When the people saw how long it was taking Moses to come back down the mountain, they gathered around Aaron. “Come on,” they said, “make us some gods who can lead us. We don’t know what happened to this fellow Moses, who brought us here from the land of Egypt.”
2 So Aaron said, “Take the gold rings from the ears of your wives and sons and daughters, and bring them to me.”
3 All the people took the gold rings from their ears and brought them to Aaron. 4 Then Aaron took the gold, melted it down, and molded it into the shape of a calf. When the people saw it, they exclaimed, O Israel, these are the gods who brought you out of the land of Egypt!”
5 Aaron saw how excited the people were, so he built an altar in front of the calf. Then he announced, “Tomorrow will be a festival to the Lord!”
6 The people got up early the next morning to sacrifice burnt offerings and peace offerings. After this, they celebrated with feasting and drinking, and they indulged in pagan revelry.

3.2 The Children of Israel were able to accept the blessings of God but not the "Disciplines" of faith. They saw the miracles and the deliverance from Pharoah but when Moses was absent they reached back to their Pagan spirituality.
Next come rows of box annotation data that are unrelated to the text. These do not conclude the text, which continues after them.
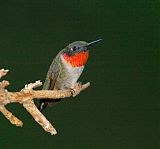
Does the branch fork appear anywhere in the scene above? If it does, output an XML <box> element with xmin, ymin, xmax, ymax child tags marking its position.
<box><xmin>0</xmin><ymin>69</ymin><xmax>90</xmax><ymax>135</ymax></box>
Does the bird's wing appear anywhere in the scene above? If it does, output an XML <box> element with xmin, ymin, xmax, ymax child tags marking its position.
<box><xmin>39</xmin><ymin>57</ymin><xmax>60</xmax><ymax>111</ymax></box>
<box><xmin>43</xmin><ymin>56</ymin><xmax>60</xmax><ymax>90</ymax></box>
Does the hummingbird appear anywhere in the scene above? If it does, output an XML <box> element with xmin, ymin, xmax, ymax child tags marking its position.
<box><xmin>38</xmin><ymin>39</ymin><xmax>102</xmax><ymax>111</ymax></box>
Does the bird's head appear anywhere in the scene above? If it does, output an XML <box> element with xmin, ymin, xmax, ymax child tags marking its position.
<box><xmin>63</xmin><ymin>39</ymin><xmax>102</xmax><ymax>67</ymax></box>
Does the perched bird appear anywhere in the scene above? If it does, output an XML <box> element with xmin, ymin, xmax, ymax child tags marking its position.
<box><xmin>39</xmin><ymin>39</ymin><xmax>102</xmax><ymax>111</ymax></box>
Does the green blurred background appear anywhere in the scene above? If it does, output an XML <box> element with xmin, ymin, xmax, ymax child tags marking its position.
<box><xmin>0</xmin><ymin>0</ymin><xmax>159</xmax><ymax>149</ymax></box>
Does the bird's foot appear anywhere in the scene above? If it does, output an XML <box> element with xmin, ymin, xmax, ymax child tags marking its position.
<box><xmin>71</xmin><ymin>82</ymin><xmax>82</xmax><ymax>97</ymax></box>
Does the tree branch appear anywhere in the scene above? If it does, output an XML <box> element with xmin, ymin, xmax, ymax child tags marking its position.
<box><xmin>0</xmin><ymin>69</ymin><xmax>90</xmax><ymax>135</ymax></box>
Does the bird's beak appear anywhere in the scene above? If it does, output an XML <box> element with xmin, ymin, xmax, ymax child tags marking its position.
<box><xmin>86</xmin><ymin>39</ymin><xmax>102</xmax><ymax>48</ymax></box>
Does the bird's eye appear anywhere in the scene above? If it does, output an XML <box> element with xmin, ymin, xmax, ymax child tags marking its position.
<box><xmin>71</xmin><ymin>46</ymin><xmax>77</xmax><ymax>51</ymax></box>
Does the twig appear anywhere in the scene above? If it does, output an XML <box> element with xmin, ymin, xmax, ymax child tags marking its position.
<box><xmin>0</xmin><ymin>69</ymin><xmax>90</xmax><ymax>135</ymax></box>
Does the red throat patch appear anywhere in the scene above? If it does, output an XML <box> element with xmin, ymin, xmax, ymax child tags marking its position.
<box><xmin>63</xmin><ymin>51</ymin><xmax>89</xmax><ymax>67</ymax></box>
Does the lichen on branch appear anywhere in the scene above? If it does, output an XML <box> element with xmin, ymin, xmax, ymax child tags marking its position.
<box><xmin>0</xmin><ymin>69</ymin><xmax>90</xmax><ymax>135</ymax></box>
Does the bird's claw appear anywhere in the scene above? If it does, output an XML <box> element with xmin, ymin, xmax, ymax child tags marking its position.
<box><xmin>71</xmin><ymin>82</ymin><xmax>82</xmax><ymax>97</ymax></box>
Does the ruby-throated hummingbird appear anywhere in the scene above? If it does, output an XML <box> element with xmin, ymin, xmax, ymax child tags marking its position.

Spiritual maturity demands a faith built on discipline not feelings.

4.1 There are many examples in today's world that are similar:

4.1.1 The Hindu Festival of Holi - celebrated with feasting and drinking, and they indulged in pagan revelry
4.1.2 The Roman Catholic Mardi Gras - celebrated with feasting and drinking, and they indulged in pagan revelry.
4.1.2 England's Christmas - celebrated with feasting and drinking, and they indulged in pagan revelry.

5.0 A Calendar creates a context for life.

5.0.1 It can hold our spirituality accountable.
5.0.2 It gives focus to spiritual and theological events.

6.0 One of the first steps of God delivering the Law to the Children of Israel was to provide a corrective calendar for them.

6.1 The Hebrew Calendar

6.1.1 When the Hebrews gathered together at their different festivals there was over the year a balance between Rejoicing, Repentance, Reflection and Meditation.

6.2 Sabbath

6.3 Passover and Leaven Bread

6.4 Festival of First Fruits

6.5 Pentecost

6.6 Feast Of Trumpets

6.7 Day of Atonement

6.8 Feast of Tabernacles

7.0 New Moons and Special recurring Holy Days.

8.0 The Christian Calendar
8.1 Rejoicing, Repentance, Reflection and Meditation.

8.1.1 Ash Wednesday And Lent

8.1.2 Holy Week (Easter)

8.1.3 Pentecost

8.1.4 All Saints Day

8.1.5 Advent/Christmas

8.1.6 Epiphany

8.1.7 Added to these days there were daily and weekly spiritual disciplines. Daily prayer three times each day A Sabbath day exclusively for rest reflection and worship. Wednesday and Friday each week for Fasting. Regular times for Agape Meal which was a Feast.

9.0 The Spiritual Calendar Gives Rhythm To Our Spirituality
9.1 Rejoicing, Repentance, Reflection and Meditation.